[2] Neural Networks Flashcards
What determines the output of a neuron?
It is the biased, weight sum of its inputs passed into an activation function
Why are activation functions important?
They allow the network to learn non-linearities
What is a perceptron?
A special type of ANN with:
- Real-valued inputs
- Binary output
- Threshold activation function
How are perceptrons trained?
Increase the weights (this is the threshold) based on whether the class is higher or lower than the perceptron
What idea limits the generalisability of perceptrons?
The Perceptron Convergence Theorem stats that perceptrons will converge if and only if the problem is linearly separable
Hence, they can’t learn XOR
What are the general approaches to updating weights?
Online learning updates weights after every instance; offline learning does it after every epoch.
Batch learning updates weights after every batch of instances
What algorithm is used to train neural networks?
Backpropagation:
[1] Calculate the predicted output using the current weights
[2] Calculate the error
[3] Update each weight in proportion to its gradient to the error i.e. how much changing that weight affects the error
Note: weights are trained backwards i.e. start at the last hidden layer
What are some potential issues when using backpropagation?
Improper learning rate leads to divergence or slow convergence
Overfitting if training too long, for using too many weights, or using too few instances
Local minima
How should variables be represented in an ANN?
Use a binary representation (i.e. one hot encoding) for nominal variables
For numeric variables, consider scaling or standardisation
What is scaling and standardization? When should each be used?
Scaling - scale then numbers between [0,1] if they are on a similar range
Standardisation - assume a normal distribution and scale it to N(0,1) if the values are more varied
What can happen if ANN weights aren’t set appropriately?
If they are all set to 0, the network will be symmetric i.e. all the weights will change together, and so it won’t train
If the weights are too high, the activation will be in the part of the sigmoid with a shallow gradient, and so training will be slow,
How should ANN weights be set?
Using fan-in factor, i.e. using a uniform random generator between -1/sqrt(d) and 1/sqrt(d) where d is the number of inputs
This ensures the variance of the weighted sum is approximately 1/3
How can back propagation be sped up?
With momentum, in which gradients from previous steps are used in addition to the current gradient
How can weight matricies be visualised?
With Hinton diagrams, in which the size of the square is based on the magnitude; it is white if it is positive and black if it is negative
What are the key principles of CNNs?
The automatically extract features to produce a feature map
They are not fully connected - convolutions with shared weights are used instead
What are the dimensions of a feature map?
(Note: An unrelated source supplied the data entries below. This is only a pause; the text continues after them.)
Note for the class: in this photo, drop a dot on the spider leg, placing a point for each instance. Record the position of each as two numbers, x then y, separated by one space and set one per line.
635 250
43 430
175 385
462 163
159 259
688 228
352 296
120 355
In each direction, it is (image_size - filter_size) / shift + 1
What techniques can be applied to optimise CNNs?
- Subsampling aggregates based on the maximal value; this reduces data while retaining/emphasizing the information
- Weight smoothing use used when domain specific knowledge suggests adjacent inputs are related
- Centered weight initialization starts with higher weights in the center, as these are often where objects are found
What is a weight agnostic network?
It has a single weight shared by the whole network; training is done by newtwork topology search.
What operations occur while training a weight agnostic network?
- Insert node by splitting an existing connection
- Add connection - connect two previously connected nodes
- Change activation - change the activation function of a node
What are HONNs?
Higher order neural networks connect each input to multiple nodes in the first hidden layer.
The order is the number of nodes that each input connects to.
CNN are a special type of HONN
Why are HONNs useful?
Instead of just taking the weighted sum, for each combination of inputs they take a sum of the weighted products.
This allows them to explore higher order relationships i.e. products; for example, they can solve XOR
What are self-organizing maps?
They represent high dimensional data in lower dimensions by weighting mapping inputs to neurons
The weights are trained by competitive learning in which the node whose weight is closest to the input value is chosen to fire. It updates its weights to reinforce those that made it win. the neighborhood function preserves topology
What are residual neural networks?
They have shortcut connections between layers.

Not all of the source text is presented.